Ich bin verzweifelt, ich habe jetzt schon seit Jahren ein Problem, dass ich mir nicht erklären kann. Immer wenn ich meinen Computer für längere Zeit heruntergefahren habe (bspw. über Nacht) und ihn dann wieder Starte habe ich für etwa 2 Minuten keine Internetverbindung. Aber das Kuriose ist, wenn der PC noch ausgeschaltet ist habe ich mit meinem Smartphone noch WLAN, sobald der PC eingeschaltet wird nach einer längeren Pause, hat selbst das Smartphone kein Internet mehr!
Wenn die Verbindung dann auch endlich nachzieht habe ich den im Titel genannten Fehler wenn ich auf bestimmte Seiten gehe.  Die Seiten, bei denen der Servername nicht aufgelöst werden kann ist zufällig und bei jeden "über Nacht ausschalten" sind es andere Seiten. 
Webseiten die Grundsätzlich funktionieren und noch nie von dem Problem betroffen waren sind Google und Youtube.

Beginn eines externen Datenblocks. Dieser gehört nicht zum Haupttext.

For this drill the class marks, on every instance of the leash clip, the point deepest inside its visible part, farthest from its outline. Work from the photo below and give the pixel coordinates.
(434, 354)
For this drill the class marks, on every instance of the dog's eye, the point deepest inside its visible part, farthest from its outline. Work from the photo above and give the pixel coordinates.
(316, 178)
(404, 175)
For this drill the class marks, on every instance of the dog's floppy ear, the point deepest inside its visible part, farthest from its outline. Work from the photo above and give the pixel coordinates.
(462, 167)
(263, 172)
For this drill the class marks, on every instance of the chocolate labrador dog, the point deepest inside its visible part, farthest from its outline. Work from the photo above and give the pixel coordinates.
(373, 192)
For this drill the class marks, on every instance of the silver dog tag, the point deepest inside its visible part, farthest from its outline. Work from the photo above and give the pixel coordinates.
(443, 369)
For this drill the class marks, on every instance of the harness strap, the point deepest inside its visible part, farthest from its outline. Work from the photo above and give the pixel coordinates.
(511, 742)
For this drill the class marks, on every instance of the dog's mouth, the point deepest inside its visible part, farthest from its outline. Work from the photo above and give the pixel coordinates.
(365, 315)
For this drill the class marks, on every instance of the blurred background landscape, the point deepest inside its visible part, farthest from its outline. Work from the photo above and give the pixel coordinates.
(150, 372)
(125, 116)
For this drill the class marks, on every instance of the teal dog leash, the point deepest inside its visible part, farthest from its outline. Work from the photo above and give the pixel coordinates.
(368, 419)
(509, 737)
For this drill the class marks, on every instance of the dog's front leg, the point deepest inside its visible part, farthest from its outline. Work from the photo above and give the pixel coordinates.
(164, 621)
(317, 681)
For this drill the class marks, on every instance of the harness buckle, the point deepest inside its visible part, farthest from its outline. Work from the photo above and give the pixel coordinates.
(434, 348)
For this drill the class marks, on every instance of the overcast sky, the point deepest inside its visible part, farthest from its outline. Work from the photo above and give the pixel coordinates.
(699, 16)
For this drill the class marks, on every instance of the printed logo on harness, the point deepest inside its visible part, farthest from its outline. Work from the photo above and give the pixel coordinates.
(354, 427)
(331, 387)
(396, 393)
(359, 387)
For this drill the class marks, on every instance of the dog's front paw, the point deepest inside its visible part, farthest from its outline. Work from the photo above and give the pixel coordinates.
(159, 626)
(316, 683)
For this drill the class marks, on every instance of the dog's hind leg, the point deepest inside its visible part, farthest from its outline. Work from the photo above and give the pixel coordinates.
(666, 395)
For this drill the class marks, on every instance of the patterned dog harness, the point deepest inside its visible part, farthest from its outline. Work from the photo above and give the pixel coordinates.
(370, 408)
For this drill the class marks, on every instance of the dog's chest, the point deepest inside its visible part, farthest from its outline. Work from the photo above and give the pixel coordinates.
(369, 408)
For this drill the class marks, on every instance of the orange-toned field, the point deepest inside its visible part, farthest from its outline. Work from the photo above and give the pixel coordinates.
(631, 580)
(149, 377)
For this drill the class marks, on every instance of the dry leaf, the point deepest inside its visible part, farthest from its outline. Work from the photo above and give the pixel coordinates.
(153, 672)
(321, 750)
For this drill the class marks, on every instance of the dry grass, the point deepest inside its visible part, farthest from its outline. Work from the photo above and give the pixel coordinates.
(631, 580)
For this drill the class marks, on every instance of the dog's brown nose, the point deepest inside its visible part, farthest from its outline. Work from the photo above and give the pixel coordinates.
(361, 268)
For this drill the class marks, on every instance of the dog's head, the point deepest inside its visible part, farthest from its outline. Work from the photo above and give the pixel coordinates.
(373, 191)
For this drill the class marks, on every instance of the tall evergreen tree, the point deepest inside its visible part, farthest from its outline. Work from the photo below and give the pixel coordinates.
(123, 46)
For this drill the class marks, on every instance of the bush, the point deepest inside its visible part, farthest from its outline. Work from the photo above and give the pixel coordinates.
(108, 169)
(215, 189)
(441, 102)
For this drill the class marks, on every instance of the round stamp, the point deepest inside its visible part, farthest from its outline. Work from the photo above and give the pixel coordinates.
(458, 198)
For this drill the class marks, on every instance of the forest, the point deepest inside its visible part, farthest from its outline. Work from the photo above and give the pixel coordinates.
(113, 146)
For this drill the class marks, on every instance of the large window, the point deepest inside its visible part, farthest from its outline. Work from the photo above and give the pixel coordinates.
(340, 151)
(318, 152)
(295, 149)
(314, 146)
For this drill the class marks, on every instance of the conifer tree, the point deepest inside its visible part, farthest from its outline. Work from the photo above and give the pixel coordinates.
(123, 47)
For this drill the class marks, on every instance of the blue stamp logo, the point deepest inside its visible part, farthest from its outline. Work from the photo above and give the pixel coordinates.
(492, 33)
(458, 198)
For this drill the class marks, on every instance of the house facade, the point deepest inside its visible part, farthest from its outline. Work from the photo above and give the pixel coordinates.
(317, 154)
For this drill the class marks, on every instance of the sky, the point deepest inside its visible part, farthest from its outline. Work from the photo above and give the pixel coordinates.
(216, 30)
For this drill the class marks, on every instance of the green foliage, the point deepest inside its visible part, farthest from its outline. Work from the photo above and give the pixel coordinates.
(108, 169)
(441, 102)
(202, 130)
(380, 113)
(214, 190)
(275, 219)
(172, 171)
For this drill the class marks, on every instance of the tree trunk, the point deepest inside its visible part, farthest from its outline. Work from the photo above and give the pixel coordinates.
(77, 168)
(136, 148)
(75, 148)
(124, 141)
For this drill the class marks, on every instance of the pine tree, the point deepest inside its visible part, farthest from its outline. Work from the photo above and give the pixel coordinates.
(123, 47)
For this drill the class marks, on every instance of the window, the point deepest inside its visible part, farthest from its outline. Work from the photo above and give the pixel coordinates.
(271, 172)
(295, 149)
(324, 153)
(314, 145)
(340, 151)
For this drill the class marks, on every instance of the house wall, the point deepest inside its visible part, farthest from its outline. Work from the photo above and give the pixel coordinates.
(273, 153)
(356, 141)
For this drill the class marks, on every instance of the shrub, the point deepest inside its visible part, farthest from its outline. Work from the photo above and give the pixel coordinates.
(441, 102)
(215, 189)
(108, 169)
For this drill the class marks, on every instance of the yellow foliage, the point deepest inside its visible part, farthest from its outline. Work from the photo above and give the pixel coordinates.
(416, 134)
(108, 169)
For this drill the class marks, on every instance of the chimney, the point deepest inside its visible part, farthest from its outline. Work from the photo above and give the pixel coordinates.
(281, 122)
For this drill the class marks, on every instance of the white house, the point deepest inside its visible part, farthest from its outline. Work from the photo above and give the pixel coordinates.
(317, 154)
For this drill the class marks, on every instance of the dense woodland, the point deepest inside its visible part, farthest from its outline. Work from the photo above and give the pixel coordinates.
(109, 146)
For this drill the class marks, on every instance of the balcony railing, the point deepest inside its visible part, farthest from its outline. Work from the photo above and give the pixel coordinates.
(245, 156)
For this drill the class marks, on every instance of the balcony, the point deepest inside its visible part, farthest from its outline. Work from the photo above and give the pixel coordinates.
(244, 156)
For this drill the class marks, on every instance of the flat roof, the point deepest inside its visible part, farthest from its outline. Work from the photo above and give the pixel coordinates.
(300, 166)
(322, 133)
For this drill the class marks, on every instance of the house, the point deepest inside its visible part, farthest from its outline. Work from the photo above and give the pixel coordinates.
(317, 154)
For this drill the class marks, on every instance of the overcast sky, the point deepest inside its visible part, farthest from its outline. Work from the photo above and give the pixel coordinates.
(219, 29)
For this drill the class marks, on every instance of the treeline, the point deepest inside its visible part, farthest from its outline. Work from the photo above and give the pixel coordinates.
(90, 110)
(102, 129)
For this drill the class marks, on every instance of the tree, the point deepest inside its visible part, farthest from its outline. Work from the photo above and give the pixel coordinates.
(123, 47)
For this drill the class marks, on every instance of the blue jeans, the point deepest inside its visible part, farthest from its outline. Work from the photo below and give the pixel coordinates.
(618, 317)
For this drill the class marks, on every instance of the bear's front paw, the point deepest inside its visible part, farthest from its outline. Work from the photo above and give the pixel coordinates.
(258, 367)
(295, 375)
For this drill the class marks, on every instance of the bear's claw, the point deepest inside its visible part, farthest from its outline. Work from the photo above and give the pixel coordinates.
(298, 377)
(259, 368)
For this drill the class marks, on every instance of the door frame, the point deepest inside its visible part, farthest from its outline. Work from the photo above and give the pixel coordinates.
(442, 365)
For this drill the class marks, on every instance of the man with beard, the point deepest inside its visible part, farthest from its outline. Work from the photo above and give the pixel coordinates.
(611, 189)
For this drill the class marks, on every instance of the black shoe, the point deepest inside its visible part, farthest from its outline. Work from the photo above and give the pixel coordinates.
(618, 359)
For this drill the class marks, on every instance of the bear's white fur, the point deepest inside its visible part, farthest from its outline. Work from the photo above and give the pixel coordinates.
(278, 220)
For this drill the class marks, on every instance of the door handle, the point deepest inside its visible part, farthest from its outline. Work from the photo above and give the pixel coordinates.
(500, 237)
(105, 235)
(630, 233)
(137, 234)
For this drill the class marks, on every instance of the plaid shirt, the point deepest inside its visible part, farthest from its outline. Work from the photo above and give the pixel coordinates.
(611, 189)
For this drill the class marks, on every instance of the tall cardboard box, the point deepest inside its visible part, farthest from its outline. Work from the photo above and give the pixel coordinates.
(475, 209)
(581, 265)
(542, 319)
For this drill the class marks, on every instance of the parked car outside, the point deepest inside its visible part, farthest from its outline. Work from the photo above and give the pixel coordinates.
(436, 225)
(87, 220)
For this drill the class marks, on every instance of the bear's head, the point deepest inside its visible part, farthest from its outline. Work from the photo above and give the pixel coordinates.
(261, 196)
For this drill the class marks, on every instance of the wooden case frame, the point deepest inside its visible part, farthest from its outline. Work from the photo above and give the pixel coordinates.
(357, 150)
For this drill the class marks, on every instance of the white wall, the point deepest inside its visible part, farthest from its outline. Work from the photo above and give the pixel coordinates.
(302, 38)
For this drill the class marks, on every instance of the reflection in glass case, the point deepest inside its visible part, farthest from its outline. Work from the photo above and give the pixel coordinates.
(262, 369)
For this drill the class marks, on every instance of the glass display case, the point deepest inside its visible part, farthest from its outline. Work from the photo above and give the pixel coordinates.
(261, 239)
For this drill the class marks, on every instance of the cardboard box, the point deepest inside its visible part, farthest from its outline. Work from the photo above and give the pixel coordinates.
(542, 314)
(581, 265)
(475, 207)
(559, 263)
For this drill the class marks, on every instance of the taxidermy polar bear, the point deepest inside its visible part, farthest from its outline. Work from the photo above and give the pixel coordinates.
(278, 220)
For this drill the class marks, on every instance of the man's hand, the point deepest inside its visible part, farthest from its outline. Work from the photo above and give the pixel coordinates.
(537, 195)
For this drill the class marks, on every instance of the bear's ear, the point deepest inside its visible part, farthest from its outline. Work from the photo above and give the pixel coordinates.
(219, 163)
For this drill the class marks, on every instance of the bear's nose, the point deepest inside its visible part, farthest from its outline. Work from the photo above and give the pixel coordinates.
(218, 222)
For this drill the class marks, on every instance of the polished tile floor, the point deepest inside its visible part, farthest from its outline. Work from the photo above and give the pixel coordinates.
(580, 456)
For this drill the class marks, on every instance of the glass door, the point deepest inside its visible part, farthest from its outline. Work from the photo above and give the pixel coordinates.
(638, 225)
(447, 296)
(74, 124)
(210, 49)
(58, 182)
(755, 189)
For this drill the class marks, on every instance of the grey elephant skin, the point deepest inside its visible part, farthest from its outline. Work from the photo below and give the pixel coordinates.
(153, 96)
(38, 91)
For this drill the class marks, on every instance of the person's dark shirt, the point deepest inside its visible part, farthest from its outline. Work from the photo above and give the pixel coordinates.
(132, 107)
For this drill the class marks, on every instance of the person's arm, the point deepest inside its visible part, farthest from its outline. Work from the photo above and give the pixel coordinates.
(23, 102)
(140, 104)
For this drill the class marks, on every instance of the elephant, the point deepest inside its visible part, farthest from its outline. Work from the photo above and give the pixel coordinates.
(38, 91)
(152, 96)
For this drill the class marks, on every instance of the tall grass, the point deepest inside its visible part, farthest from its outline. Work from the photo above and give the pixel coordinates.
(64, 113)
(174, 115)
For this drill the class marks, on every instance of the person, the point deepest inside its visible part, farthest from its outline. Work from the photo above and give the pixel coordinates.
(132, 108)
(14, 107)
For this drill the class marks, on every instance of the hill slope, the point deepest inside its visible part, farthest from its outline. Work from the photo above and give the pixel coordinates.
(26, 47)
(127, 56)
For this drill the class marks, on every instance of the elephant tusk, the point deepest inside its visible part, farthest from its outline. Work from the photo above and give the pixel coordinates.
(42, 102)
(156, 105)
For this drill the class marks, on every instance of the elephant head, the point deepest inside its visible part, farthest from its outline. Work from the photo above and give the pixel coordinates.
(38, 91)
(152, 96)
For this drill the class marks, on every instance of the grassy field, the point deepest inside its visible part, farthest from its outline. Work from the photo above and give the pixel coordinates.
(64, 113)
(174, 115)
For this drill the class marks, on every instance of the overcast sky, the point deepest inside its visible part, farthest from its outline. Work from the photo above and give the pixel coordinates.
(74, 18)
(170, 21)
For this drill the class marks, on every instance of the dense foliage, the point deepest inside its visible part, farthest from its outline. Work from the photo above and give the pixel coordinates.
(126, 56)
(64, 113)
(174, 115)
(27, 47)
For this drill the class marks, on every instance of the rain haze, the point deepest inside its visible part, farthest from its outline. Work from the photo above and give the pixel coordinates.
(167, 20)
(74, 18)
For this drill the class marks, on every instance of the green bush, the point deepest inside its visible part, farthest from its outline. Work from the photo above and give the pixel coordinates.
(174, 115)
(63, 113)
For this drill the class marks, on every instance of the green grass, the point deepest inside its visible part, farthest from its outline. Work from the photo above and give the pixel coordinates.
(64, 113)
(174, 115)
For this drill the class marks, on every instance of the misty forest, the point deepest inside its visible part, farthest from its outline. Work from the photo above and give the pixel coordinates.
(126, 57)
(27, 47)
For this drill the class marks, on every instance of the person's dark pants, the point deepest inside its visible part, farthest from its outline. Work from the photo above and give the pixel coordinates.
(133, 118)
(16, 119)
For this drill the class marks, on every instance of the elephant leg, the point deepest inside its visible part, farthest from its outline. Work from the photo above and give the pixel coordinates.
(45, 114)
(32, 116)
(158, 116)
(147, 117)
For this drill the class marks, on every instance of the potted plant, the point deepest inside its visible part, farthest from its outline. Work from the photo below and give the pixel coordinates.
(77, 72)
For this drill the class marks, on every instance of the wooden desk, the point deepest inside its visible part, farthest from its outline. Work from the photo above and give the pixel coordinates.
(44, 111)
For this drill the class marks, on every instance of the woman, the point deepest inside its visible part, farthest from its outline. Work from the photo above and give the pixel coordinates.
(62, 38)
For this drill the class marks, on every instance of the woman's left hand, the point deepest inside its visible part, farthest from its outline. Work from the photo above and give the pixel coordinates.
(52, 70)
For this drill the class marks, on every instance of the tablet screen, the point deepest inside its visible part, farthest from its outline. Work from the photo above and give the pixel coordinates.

 Ich habe mich seit jeher mit dem Problem abgefunden, da die Lösungsvorschläge die ich ergoogled habe nicht gefruchtet haben
Aber es wird noch kurioser: Ich habe seit dem Ich den Fehler habe folgendes Probiert:

-Alle Standardlösungen die auf Google erscheinen wenn man ein Problem mit DNS-Adressen hat
-Ich habe Windows 10 Komplett Neu installiert
-Ich habe die Wohnung gewechselt (hatte nichts mit dem Problem zu tun, so verzweifelt bin ich auch wieder nicht )
    -Demnach habe ich auch Router, und alle Kabel ausgetauscht
- Natürlich habe ich auch mehrere Browser ausprobiert

Ich weiß echt nicht mehr weiter, das Problem ist echt nur wenn der PC für lange Zeit ausgeschaltet ist, wenn ich einen kurzen Neustart mache um bspw. Updates zu installieren tritt Keiner der o.g. Fehler auf.

Hoffe mir kann jemand helfen, Danke!


PS: Wehe denjenigen der mir jetzt mit "Leere doch mal deinen DNS-Cache" kommt


----------



## wuselsurfer (29. September 2017)

Wie heißt der Router?


----------



## chaotium (29. September 2017)

Lässt Du den Router die IP Adressen selber verwalten oder machst Du dass selber?
Schaue mal auf deinen Rechner in den IP Einstellungen, ob über DHCP oder Manuell dort steht


----------



## niklasschaefer (29. September 2017)

Welcher Anschluss ist vorhanden? Welche Netzwerkhardware ist verbaut? Wie ist der Router konfiguriert? DNS Server vom Provider? Statische und oder dynamische ip-adresse am router und client? was Sagt ein nslookup auf di domains welche nicht funktionieren? Ein ping auf die FQDN wird beantwortet?  Netzwerkkartentreiber aktuell 

In der cmd mal ein ipconfig / flushdns und arp tabelle gelöscht? 
Wie du siehst Fragen über Fragen. Ein bisschen mehr input wäre schon schön den meine Glaskugel hat heute trotz Freitag frei.


----------



## chaotium (29. September 2017)

niklasschaefer schrieb:


> Welcher Anschluss ist vorhanden? Welche Netzwerkhardware ist verbaut? Wie ist der Router konfiguriert? DNS Server vom Provider? Statische und oder dynamische ip-adresse am router und client? was Sagt ein nslookup auf di domains welche nicht funktionieren? Ein ping auf die FQDN wird beantwortet?  Netzwerkkartentreiber aktuell
> 
> In der cmd mal ein ipconfig / flushdns und arp tabelle gelöscht?
> Wie du siehst Fragen über Fragen. Ein bisschen mehr input wäre schon schön den meine Glaskugel hat heute trotz Freitag frei.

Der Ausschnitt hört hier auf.